One of the most powerful typhoons to ever hit the Korean Peninsula has left five people dead and three injured in North Korea, state media reported Sunday, in its first public announcement of casualties since the storm made landfall in the country a day earlier.
Before reaching North Korea, Typhoon Lingling hit South Korea, killing three people and injuring 13 others, though the country appears to have escaped widespread damage.
The North's official Korean Central News Agency, or KCNA, said the typhoon left 460 houses and 15 public buildings destroyed, damaged or inundated in the country. It said 46,200 hectares of farmland were buried or inundated.
KCNA said the typhoon hit North Korea from 2 p.m. Saturday to midnight Sunday. Recovery work was underway in typhoon-afflicted areas, it said.
Outside observers said rainstorms could be a catastrophe in North Korea because of poor drainage, deforestation and decrepit infrastructure in the impoverished country.

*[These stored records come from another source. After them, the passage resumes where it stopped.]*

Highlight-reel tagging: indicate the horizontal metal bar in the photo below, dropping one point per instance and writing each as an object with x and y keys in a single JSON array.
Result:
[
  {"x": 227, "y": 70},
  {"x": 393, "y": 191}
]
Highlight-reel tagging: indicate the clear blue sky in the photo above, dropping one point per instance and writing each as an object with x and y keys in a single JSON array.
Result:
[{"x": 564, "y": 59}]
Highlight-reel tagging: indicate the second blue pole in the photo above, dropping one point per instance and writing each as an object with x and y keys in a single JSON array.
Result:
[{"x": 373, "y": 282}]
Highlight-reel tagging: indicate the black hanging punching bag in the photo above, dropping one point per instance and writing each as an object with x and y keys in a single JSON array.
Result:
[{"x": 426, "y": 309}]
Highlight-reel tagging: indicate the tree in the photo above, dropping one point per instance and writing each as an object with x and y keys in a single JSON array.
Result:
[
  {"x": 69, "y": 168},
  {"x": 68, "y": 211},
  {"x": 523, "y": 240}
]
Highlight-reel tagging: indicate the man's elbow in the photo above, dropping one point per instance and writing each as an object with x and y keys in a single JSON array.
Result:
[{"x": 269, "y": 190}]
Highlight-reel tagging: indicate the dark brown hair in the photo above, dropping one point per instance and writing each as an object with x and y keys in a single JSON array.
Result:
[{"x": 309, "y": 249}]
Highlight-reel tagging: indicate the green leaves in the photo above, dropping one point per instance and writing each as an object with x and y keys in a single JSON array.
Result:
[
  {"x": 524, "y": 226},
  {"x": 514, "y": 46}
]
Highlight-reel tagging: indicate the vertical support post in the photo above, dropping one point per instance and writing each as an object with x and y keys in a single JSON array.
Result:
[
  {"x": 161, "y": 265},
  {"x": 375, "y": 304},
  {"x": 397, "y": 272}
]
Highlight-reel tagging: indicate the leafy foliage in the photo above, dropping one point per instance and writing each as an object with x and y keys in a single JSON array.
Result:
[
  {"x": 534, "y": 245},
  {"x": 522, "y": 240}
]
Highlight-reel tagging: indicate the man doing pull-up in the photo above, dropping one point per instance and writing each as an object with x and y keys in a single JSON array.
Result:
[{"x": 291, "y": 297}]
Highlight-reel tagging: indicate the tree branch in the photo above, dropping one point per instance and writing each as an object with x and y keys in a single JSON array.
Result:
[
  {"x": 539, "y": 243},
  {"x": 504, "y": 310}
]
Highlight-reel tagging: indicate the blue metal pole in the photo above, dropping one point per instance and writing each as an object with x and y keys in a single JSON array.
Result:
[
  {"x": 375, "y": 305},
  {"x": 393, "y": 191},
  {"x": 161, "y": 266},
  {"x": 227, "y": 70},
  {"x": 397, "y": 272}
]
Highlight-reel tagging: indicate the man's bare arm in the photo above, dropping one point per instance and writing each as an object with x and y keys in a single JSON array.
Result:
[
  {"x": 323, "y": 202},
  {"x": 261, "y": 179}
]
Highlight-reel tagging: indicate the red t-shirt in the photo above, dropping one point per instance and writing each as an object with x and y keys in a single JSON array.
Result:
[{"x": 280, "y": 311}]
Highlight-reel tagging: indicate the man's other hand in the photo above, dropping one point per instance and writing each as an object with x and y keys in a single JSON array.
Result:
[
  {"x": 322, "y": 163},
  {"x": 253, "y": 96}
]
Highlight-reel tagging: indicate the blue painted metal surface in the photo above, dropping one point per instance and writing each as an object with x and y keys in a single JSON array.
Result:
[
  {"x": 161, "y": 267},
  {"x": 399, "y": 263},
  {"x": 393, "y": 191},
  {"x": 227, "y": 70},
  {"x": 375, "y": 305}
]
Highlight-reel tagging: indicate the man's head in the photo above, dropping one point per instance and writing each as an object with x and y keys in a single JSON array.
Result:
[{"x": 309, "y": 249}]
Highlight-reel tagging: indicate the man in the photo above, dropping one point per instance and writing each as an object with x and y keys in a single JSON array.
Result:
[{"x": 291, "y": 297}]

South Korean media said North Korea could eventually report more typhoon-related casualties and damage.
According to a previous KCNA dispatch, leader Kim Jong Un "urgently convened" an emergency meeting on Friday to discuss disaster prevention efforts and scolded government officials who he described as "helpless against the typhoon, unaware of its seriousness and seized with easygoing sentiment."
South Korean weather officials said the typhoon had weakened when it moved through North Korea. They said the storm was moving near Russia's Vladivostok as of Sunday morning.
South Korea's interior ministry said earlier Sunday that it was reviewing the damage from the typhoon and engaging in recovery work. The storm damaged buildings and knocked out power to about 161,640 homes in South Korea.
Typhoons that made a landfall in South Korea in past years caused greater damage and more casualties.